Four articles address important research questions in key areas relevant to sexual health. First, Penman-Aguilar and colleagues conducted a detailed literature review to assess the effet of socioeconomic disadvantage on teen childbearing. neuf While the factors evaluated varied by study, the authors discovered a consistent theme across the review, with all studies that considered socioeconomic factors as determinants finding a significant union with teen birth rates, including factors at the family level ( e. g., lower levels of responsable d'un enfant education and family income ) and the community level ( e. g., lower per capita income and higher rates of unemployment and racial segregation ). The review found that relatively few studies assessed factors at both the family and community levels, an important priority for future research.

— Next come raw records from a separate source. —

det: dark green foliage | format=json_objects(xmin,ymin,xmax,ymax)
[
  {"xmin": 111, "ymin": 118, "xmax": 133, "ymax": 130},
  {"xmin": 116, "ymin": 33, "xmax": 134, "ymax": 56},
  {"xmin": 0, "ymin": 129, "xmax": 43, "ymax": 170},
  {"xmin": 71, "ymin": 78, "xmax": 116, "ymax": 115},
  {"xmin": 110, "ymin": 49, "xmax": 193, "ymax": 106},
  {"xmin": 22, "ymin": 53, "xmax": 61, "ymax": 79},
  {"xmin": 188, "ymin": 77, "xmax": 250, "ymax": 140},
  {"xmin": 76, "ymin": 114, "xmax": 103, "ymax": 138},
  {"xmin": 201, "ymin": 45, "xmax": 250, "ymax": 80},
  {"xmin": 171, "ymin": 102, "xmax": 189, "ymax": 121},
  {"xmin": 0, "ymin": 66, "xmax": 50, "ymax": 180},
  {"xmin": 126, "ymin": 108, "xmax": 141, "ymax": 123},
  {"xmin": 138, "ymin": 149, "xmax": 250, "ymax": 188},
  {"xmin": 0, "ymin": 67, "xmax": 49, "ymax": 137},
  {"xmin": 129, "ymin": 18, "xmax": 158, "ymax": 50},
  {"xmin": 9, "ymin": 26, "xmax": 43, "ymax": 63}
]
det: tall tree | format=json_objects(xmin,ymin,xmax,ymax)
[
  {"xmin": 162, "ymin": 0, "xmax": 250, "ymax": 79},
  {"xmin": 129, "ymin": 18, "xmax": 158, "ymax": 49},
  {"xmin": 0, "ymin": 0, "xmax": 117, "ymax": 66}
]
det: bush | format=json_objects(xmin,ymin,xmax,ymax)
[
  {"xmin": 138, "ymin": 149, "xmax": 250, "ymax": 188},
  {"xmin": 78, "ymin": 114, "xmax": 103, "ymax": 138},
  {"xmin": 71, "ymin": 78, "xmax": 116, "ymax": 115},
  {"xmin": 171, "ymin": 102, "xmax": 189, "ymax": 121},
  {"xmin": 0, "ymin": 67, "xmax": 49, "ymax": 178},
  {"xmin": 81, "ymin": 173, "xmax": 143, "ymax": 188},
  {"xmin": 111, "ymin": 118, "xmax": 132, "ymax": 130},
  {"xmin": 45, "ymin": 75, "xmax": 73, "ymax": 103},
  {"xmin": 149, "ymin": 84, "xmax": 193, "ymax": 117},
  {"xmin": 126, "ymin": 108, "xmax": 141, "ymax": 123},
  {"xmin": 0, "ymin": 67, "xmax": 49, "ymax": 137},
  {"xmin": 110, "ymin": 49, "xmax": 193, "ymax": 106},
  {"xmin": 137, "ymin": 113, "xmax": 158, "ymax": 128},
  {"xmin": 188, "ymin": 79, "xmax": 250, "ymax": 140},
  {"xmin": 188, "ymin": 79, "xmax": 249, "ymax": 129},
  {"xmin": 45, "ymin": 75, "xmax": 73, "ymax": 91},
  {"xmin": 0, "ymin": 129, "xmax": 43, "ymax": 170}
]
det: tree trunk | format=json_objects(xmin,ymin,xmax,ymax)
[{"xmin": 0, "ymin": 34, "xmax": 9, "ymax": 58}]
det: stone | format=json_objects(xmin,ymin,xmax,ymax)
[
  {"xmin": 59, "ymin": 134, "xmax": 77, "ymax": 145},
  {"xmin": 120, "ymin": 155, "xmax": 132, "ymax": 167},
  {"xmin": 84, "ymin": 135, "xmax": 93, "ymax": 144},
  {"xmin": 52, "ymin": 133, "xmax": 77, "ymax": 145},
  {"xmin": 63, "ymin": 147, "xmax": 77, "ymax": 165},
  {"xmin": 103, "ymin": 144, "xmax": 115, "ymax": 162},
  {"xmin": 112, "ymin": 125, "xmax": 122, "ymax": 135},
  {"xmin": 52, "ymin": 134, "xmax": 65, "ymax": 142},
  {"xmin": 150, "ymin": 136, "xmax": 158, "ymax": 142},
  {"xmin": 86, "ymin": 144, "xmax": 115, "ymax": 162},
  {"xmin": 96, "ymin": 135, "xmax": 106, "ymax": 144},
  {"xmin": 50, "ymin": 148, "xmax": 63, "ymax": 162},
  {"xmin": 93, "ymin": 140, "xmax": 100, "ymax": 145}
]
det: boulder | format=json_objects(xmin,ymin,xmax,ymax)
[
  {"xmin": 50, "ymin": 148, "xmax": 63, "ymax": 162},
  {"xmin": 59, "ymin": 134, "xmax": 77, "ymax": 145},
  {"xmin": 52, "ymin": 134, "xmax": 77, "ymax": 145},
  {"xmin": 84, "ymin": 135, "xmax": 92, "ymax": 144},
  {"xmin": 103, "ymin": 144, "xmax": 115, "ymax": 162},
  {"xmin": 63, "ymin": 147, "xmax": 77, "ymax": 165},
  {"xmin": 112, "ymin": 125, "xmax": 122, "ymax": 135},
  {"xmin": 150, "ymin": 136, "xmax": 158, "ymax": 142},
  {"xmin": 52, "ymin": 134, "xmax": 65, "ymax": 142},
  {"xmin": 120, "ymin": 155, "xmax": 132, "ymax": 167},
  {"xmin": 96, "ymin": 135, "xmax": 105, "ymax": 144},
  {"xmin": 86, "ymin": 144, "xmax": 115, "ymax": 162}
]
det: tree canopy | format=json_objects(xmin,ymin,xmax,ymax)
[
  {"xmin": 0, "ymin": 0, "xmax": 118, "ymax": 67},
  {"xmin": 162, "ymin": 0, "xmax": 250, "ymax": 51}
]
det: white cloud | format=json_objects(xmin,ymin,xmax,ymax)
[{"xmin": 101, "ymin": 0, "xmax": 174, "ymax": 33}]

Second, using nationally representative data from the National Longitudinal Study of Youth and the U. S Census Bureau, Biello et al. conducted an in-depth analysis of the effet of various dimensions of residential racial segregation on the risk for early initiation of intercourse—an important risk factor for STD and teen pregnancy—among black and white adolescents. 17 The finding that black youth were more likely than their white peers to have initiated sexual intercourse in adolescence was significantly modified by several measures of segregation ( e. g., concentration and unevenness ) with a particularly notable black-white disparity in highly segregated areas. While preliminary, these findings contribute to our growing understanding of the complex interplay between social determinants and individual sexual health outcomes and should stimulate further research in this area.

Third, to understand the association of relationship characteristics and attitudes about STD and pregnancy outcomes with the use of dual protection strategies ( i. e., both highly effective contraception and condoms ), Crittenden Murray and colleagues conducted formative research among young African American women attending reproductive health clinics. 10 The study found a tension from trying to balance the desire to establish and maintain intimate relationships with the use of protection strategies ( e. g., condom use could be seen as a sign of mistrust ). The authors conclude that a more holistic approach, with a focus on saine adolescent and young adult relationships, is crucial in interventions to prevent STD and unintended pregnancy, an venant that can be especially important in environments where trust is often violated ( e. g., due to frequent concurrent partnerships ) and childbearing at younger ages is accepted.